DENVER, Colorado, 29 February 2004 — NBA star Kobe Bryant’s alleged rape victim has been ordered to appear in court for the first time next week to be grilled by the sports star’s lawyers, court documents showed Friday.
In a court motion filed Friday, Eagle County prosecutor Dana Easter confirmed reports that the 19-year-old woman has been subpoenaed for a pre-trial hearing in the Colorado town of Eagle on Tuesday.
The revelation came as a fan of Bryant was charged with threatening to kill victim and the prosecutor leading the rape and to blow up the courtroom where the case is being heard, court documents showed.
The hotel employee who claims she was sexually assaulted by Bryant in his room near Eagle on June 30 will be quizzed behind closed doors to determine whether a trial jury will be allowed to hear about her sexual conduct before the incident.
But prosecutors are moving swiftly to limit the Los Angeles Lakers guard’s lawyers’ questioning of the accuser as the defense tries to discredit her claim and bring her sexual and mental history into evidence.
The issue of her sexual past is one of several matters that will be dealt with in the latest of Bryant’s pre-trial hearings, aimed at shaping his trial, that will be held tomorrow and Tuesday. Easter’s motion accuses the defense of attempting to circumvent the state’s rape shield law, which protects the identity of an alleged victim, with the intent to “humiliate and embarrass” Bryant’s accuser.
“The victim has been the subject of humiliation, death threats and a complete disruption of her life,” the prosecutor said in her legal filing. “She has been followed and information has been given to the press to publish world wide and in her home town.
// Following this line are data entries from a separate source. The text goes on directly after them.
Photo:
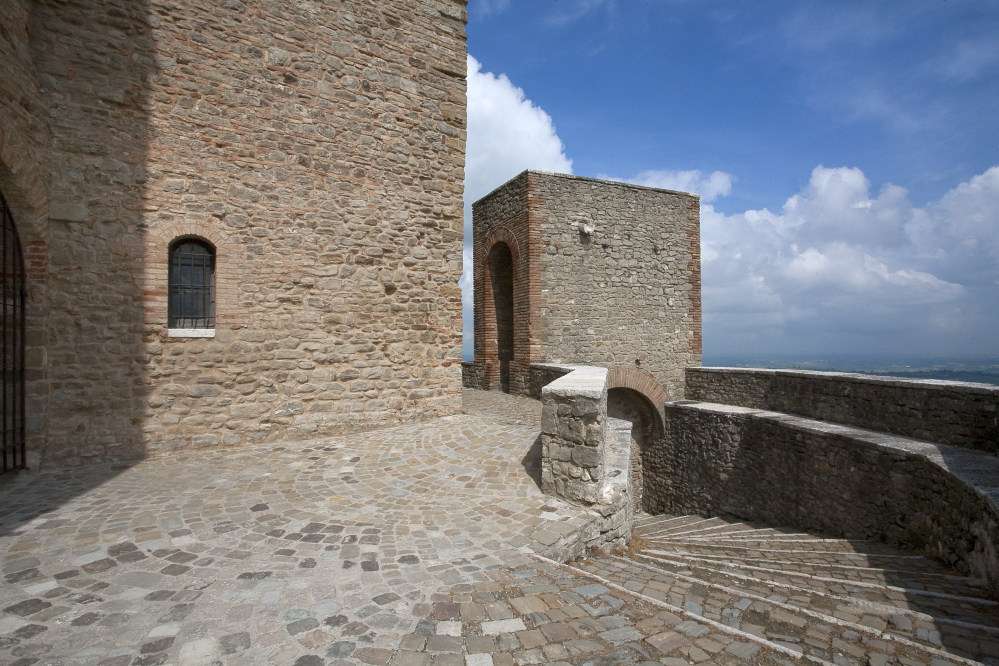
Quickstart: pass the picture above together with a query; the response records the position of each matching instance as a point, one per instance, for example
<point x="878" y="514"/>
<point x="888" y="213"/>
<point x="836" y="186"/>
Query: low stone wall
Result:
<point x="543" y="374"/>
<point x="585" y="455"/>
<point x="788" y="470"/>
<point x="956" y="413"/>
Defense investigators have contacted every one of her friends and made them witnesses in order to question them about every private aspect of her life.”
Easter’s motion made reference to a previous defense filing claiming that the Bryant team has found witnesses willing to testify that Bryant’s alleged victim “is well known as being promiscuous, as being willing to sleep with men on the first date, and as someone who will actively pursue sexual encounters with men.”
Easter asked Eagle County District Judge Terry Ruckriegle to limit the questions asked of the young woman in a manner that she proposed in a separate filing made Friday that remains under seal.
The sexual history of Bryant’s alleged victim is relevant to the case, his lawyers have argued, due to evidence that they said shows she had had multiple sexual partners in the days before and possibly shortly after, the night she met Bryant.